In NCTA 2018, we described the threat posed to Canadian businesses by commercial cyber espionage, and this threat remains today, with state-sponsored cyber threat actors continuing to conduct cyber espionage against the networks of organizations in Canada and allied nations, seeking intellectual property, trade secrets, and other commercially sensitive information. In Canada, these threat actors have conducted espionage against a wide variety of Canadian organizations including businesses, academia, and governments, especially organizations in the health and biotechnology, energy, telecommunications, and defence sectors.Endnote47

A long-running campaign by state-sponsored cyber threat actors used compromised managed service providers (MSPs) to target intellectual property and confidential business and technological information related to aviation, telecommunications, health and biotechnology, and other sectors. They targeted companies in Canada as well as at least 12 other countries since 2006.Endnote48 In 2019, it was reported that one state-sponsored campaign targeted over two dozen universities in Canada, the US, and Southeast Asia in an attempt to acquire information related to military-use maritime technology and research.Endnote49

During the COVID-19 pandemic, large medical and biopharmaceutical companies in Canada and abroad have been targeted by state-sponsored cyber threat actors attempting to steal intellectual property related to COVID-19 tests, treatments, and vaccines. We assess that it is almost certain that statesponsored actors will continue attempting to steal Canadian intellectual property related to combatting COVID-19 in order to support their own domestic public health response or to profit from its illegal reproduction by their own firms.Endnote50

Organizations with overseas activities and infrastructure face additional cyber threats. Their operations abroad may be governed by different, and sometimes weaker, intellectual property, privacy, or national security laws. Many countries have the legal authority and technical ability to covertly access data when it transits or resides in their country. This has implications for Canadian data and intellectual property that is sent abroad to offices in other states or that transits networks in other countries. Even data that is sent between two entities located in Canada may transit foreign networks as part of the path to their destinations. However, consistent with our judgement in NCTA 2018, we assess that the threat of cyber espionage is almost certainly higher for Canadian organizations that operate abroad or work directly with foreign state-owned enterprises.
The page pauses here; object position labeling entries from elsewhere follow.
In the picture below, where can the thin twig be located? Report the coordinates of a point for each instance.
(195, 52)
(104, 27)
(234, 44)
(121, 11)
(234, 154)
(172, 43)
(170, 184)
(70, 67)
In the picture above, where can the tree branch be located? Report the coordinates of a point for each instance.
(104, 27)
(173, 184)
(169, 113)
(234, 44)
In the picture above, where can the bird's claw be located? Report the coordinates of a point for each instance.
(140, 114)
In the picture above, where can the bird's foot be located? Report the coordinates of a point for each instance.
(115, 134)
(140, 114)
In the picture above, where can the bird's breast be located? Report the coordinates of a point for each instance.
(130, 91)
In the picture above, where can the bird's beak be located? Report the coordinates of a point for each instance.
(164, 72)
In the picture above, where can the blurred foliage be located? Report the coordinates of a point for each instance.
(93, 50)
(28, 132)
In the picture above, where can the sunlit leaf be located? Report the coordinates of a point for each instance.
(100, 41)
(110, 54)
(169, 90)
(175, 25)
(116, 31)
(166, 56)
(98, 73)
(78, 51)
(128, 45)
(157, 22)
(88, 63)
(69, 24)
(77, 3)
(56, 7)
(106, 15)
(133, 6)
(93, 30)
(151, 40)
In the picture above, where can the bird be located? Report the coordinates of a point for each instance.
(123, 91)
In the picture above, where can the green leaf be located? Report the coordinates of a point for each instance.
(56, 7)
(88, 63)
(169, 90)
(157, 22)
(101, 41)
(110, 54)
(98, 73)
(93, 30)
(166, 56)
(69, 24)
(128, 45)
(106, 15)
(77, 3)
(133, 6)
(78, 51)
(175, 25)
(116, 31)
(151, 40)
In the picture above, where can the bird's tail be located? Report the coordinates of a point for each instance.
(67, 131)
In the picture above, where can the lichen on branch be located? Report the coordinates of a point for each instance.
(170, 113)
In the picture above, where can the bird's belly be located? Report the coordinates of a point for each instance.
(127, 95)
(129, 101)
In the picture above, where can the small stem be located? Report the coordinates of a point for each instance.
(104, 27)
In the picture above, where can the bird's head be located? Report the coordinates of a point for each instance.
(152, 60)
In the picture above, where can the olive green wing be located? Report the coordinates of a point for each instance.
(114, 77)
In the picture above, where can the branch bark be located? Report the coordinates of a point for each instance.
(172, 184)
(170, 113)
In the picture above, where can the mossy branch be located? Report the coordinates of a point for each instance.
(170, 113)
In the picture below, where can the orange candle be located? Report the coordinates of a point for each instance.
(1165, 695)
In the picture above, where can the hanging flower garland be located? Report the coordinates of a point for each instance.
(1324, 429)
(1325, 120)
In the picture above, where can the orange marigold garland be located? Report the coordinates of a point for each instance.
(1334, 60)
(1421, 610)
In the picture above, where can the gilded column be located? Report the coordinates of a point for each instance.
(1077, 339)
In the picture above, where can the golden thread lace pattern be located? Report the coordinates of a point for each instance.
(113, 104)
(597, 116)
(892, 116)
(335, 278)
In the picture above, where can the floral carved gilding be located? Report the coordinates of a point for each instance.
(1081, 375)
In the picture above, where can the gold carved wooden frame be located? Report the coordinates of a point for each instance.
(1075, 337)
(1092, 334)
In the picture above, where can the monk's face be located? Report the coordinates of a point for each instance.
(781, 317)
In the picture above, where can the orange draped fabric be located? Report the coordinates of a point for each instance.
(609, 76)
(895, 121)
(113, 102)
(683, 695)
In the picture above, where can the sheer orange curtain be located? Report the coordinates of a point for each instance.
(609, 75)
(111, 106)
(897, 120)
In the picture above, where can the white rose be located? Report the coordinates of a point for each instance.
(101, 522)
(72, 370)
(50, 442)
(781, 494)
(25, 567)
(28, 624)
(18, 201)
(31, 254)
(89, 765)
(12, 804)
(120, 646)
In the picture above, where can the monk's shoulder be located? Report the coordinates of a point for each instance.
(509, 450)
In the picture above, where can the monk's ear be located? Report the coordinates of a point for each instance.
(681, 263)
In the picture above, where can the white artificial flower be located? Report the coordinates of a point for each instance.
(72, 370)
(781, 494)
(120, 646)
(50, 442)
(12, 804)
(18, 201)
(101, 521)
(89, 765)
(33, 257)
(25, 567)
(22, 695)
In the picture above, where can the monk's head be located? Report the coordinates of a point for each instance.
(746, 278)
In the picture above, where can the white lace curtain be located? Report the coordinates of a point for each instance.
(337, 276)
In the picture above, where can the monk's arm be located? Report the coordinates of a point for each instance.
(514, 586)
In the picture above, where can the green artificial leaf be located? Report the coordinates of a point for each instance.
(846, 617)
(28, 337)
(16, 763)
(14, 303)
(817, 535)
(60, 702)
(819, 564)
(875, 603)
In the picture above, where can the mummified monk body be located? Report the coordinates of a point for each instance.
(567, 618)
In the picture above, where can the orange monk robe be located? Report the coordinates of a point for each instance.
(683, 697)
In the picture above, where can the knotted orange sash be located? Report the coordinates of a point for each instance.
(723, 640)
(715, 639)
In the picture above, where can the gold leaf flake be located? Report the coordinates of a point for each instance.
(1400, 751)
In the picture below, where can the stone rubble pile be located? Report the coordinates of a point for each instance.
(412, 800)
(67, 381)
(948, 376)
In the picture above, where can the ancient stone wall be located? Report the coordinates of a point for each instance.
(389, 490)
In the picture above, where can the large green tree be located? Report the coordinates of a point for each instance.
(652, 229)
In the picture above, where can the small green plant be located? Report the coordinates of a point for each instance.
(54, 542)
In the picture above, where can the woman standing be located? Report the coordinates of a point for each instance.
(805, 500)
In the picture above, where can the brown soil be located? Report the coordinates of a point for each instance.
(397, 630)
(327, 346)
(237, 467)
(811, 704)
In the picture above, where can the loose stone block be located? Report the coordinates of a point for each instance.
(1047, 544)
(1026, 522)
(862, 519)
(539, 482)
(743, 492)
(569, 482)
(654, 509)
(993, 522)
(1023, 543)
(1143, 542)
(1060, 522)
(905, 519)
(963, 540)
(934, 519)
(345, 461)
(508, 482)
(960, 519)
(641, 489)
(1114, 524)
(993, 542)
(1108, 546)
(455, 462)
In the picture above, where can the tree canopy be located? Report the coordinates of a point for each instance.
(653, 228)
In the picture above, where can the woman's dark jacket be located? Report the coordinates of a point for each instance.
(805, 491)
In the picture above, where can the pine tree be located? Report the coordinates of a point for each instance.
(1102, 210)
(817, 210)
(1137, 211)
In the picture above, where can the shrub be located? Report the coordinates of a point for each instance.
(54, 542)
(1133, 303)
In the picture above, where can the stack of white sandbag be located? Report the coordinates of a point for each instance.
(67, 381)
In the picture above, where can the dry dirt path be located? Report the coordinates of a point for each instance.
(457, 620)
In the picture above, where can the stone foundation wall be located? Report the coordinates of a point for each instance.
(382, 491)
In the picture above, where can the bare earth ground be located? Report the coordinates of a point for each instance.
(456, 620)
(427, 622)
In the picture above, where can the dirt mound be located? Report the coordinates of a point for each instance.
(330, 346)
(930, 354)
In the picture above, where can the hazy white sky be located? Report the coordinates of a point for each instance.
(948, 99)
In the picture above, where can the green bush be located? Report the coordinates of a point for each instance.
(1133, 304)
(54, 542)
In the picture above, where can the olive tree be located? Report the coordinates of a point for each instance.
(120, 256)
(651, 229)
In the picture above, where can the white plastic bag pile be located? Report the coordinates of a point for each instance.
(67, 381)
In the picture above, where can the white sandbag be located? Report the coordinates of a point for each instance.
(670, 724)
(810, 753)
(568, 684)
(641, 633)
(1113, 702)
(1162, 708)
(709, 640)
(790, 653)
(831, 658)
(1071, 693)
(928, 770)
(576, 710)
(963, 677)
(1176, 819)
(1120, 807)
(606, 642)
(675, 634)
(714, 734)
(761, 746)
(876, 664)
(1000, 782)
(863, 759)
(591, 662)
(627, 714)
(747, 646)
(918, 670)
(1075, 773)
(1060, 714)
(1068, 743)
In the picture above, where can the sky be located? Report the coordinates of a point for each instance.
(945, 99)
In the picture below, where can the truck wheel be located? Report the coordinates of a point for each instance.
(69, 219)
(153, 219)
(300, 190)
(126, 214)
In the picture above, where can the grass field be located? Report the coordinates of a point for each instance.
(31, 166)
Russian Actors targeting COVID-19 vaccine research

In July 2020, the Cyber Centre, the UK National Cyber Security Centre, and the US National Security Agency released a joint advisory reporting on the tactics, techniques, and procedures of a statesponsored cyber threat actor targeting organizations involved in COVID-19 vaccine development in Canada, the US, and the UK.Endnote51 We assess that the cyber threat actor responsible is almost certainly part of the Russian intelligence services and highly likely wishes to steal information and intellectual property relating to the development and testing of COVID-19 vaccines.

Stealing Customer and Client Data

As predicted in NCTA 2018, cyber threat actors continue to target large datasets held by organizations located in Canada and around the world. Large databases containing personal information such as names, addresses, phone numbers, employment information, credentials, and financial details are valuable to cyber threat actors. The aggregation of data collected from multiple breaches can provide cybercriminals with enough information to fraudulently apply for loans or credit cards, file false tax returns, transfer money illegally, extort victims, gain access to online accounts, or engineer persuasive phishing emails.Endnote52 This data can also be used by state-sponsored cyber actors to pursue dissidents, minorities, or espionage targets within their country or abroad.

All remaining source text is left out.